MapOutputTrackerMaster¶

MapOutputTrackerMaster is a MapOutputTracker for the driver.

MapOutputTrackerMaster is the source of truth of shuffle map output locations.

Creating Instance¶

MapOutputTrackerMaster takes the following to be created:

SparkConf
BroadcastManager
isLocal flag (to indicate whether MapOutputTrackerMaster runs in local or a cluster)

When created, MapOutputTrackerMaster starts dispatcher threads on the map-output-dispatcher thread pool.

MapOutputTrackerMaster is created when:

SparkEnv utility is used to create a SparkEnv for the driver

maxRpcMessageSize¶

maxRpcMessageSize is...FIXME

BroadcastManager¶

MapOutputTrackerMaster is given a BroadcastManager to be created.

Shuffle Map Output Status Registry¶

MapOutputTrackerMaster uses an internal registry of ShuffleStatuses by shuffle stages.

MapOutputTrackerMaster adds a new shuffle when requested to register one (when DAGScheduler is requested to create a ShuffleMapStage for a ShuffleDependency).

MapOutputTrackerMaster uses the registry when requested for the following:

registerMapOutput
getStatistics
MessageLoop
unregisterMapOutput, unregisterAllMapOutput, unregisterShuffle, removeOutputsOnHost, removeOutputsOnExecutor, containsShuffle, getNumAvailableOutputs, findMissingPartitions, getLocationsWithLargestOutputs, getMapSizesByExecutorId

MapOutputTrackerMaster removes (clears) all shuffles when requested to stop.

Configuration Properties¶

MapOutputTrackerMaster uses the following configuration properties:

Map and Reduce Task Thresholds for Preferred Locations¶

MapOutputTrackerMaster defines 1000 (tasks) as the hardcoded threshold of the number of map and reduce tasks when requested to compute preferred locations with spark.shuffle.reduceLocality.enabled.

Map Output Threshold for Preferred Location of Reduce Tasks¶

MapOutputTrackerMaster defines 0.2 as the fraction of total map output that must be at a location for it to considered as a preferred location for a reduce task.

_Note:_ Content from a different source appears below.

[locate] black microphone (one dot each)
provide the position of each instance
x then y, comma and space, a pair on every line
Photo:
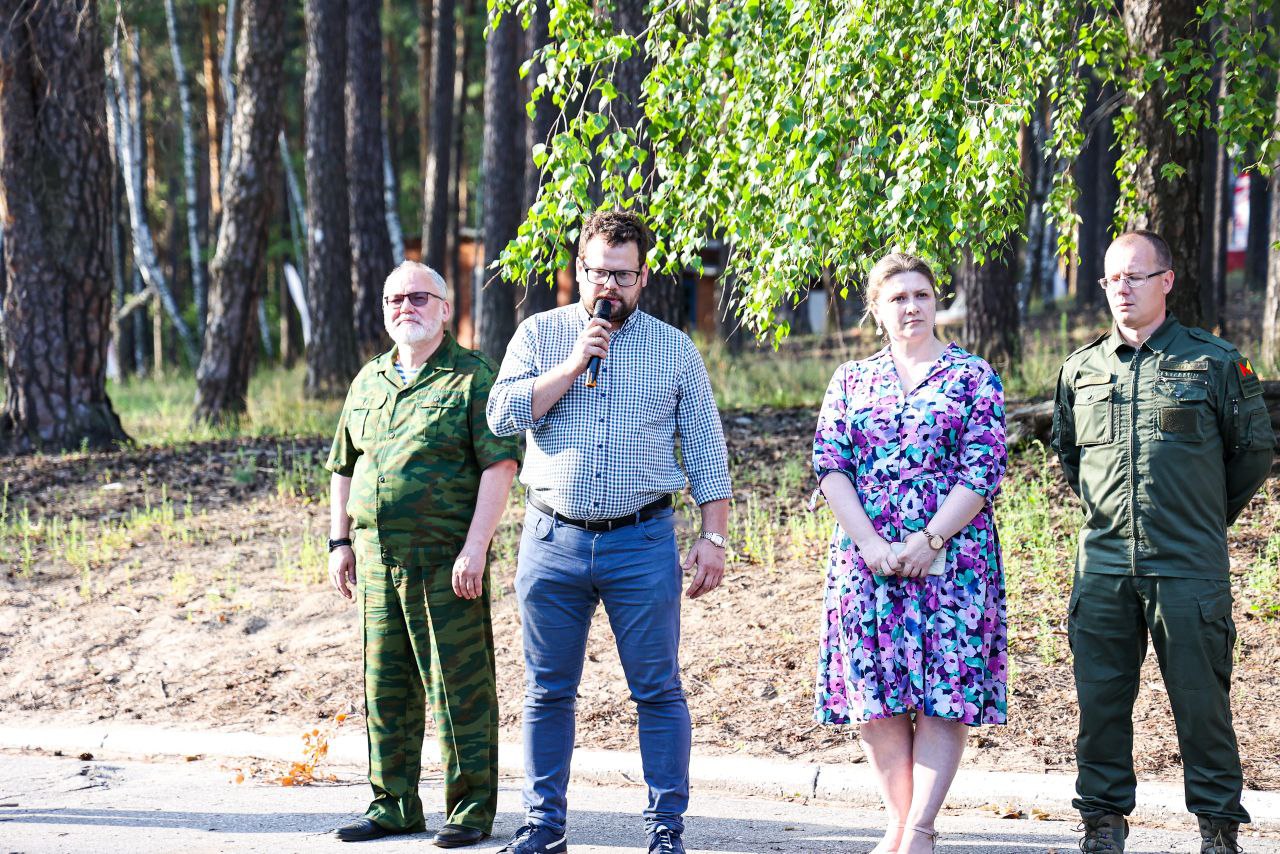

Making this larger will focus on fewer locations where most data can be read locally, but may lead to more delay in scheduling if those locations are busy.

MapOutputTrackerMaster uses the fraction when requested for the preferred locations of shuffle RDDs.

GetMapOutputMessage Queue¶

MapOutputTrackerMaster uses a blocking queue (a Java LinkedBlockingQueue) for requests for map output statuses.

GetMapOutputMessage(
  shuffleId: Int,
  context: RpcCallContext)

GetMapOutputMessage holds the shuffle ID and the RpcCallContext of the caller.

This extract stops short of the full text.